Agreed. FWIW, I think this answer GRRM gave in an interview once is pretty telling toward how he feels about prophecy, specifically in ASOIAF:
The use of being warned of something you cannot prevent is that you’re gonna try anyway, and there are few things more human than throwing time and energy at something one cannot control, especially if you reveal yourself in the process. Cersei can’t stop the YMBQ or the valonqar from coming, but her attempts to do so suit her character. Bran can’t stop the sea from coming to Winterfell, but that he takes it so literally is part of the recurring pattern in which Bran is just a little too young to understand his own powers or what’s going on around him. Moreover, at the end of the day, the prophecies in ASOIAF are messages to us more than the characters.
Surely the plot is very unpredictable despite all the prophecies you give to help us…
[Laughs] Prophecies are, you know, a double edge sword. You have to handle them very carefully; I mean, they can add depth and interest to a book, but you don’t want to be too literal or too easy… In the Wars of the Roses, that you mentioned, there was one Lord who had been prophesied he would die beneath the walls of a certain castle and he was superstitious at that sort of walls, so he never came anyway near that castle. He stayed thousands of leagues away from that particular castle because of the prophecy.
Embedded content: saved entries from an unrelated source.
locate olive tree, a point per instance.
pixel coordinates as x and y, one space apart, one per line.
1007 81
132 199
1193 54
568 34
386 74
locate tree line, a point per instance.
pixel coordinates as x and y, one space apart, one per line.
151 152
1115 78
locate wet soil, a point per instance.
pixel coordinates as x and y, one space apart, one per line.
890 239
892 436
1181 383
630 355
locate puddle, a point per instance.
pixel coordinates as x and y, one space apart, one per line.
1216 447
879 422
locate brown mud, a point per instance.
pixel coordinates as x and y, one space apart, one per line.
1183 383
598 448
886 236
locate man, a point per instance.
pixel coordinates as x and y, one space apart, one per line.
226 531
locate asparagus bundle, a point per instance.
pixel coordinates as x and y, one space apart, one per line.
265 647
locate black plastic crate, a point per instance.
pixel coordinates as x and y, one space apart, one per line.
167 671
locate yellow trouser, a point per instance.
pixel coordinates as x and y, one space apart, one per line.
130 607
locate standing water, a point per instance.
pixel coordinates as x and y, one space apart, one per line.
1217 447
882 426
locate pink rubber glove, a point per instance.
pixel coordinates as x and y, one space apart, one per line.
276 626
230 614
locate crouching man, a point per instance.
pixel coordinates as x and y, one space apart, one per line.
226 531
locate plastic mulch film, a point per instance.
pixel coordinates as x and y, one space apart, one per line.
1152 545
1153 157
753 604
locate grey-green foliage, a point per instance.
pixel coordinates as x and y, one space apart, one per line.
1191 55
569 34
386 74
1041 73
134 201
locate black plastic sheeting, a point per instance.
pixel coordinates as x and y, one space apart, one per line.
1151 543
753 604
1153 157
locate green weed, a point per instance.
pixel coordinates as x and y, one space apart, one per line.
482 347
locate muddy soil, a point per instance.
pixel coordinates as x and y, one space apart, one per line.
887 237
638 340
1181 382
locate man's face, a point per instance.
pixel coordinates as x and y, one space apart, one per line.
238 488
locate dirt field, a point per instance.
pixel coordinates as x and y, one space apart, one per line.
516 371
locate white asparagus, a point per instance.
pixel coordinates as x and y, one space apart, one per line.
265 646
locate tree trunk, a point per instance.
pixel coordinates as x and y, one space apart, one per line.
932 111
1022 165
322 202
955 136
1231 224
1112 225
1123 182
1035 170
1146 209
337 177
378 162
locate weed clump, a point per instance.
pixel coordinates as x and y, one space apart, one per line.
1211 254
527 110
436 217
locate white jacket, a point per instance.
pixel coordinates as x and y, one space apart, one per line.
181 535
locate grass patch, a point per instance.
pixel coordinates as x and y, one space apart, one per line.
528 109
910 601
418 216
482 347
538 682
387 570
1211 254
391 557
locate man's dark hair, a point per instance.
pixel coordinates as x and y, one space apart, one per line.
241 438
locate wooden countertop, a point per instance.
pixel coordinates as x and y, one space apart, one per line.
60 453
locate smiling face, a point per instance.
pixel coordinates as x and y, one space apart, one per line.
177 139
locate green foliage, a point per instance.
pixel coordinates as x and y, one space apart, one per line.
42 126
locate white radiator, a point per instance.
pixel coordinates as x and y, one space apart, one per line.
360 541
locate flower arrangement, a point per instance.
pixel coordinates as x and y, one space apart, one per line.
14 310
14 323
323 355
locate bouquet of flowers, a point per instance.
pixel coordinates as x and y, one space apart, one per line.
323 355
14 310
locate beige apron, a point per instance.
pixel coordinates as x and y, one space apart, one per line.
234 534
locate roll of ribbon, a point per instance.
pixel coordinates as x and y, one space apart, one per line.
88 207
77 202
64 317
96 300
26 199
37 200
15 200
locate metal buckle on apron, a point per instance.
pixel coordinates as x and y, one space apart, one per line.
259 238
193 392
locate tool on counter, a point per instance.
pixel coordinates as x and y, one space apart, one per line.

However, he was killed in the first battle of St. Paul de Vence and when they found him dead he was outside of an inn whose sign was the picture of that castle! [Laughs] So you know? That’s the way prophecies come true in unexpected ways. The more you try to avoid them, the more you are making them true, and I make a little fun with that.
Ditto. A prophecy that doesn’t come to pass is like a joke without a punchline.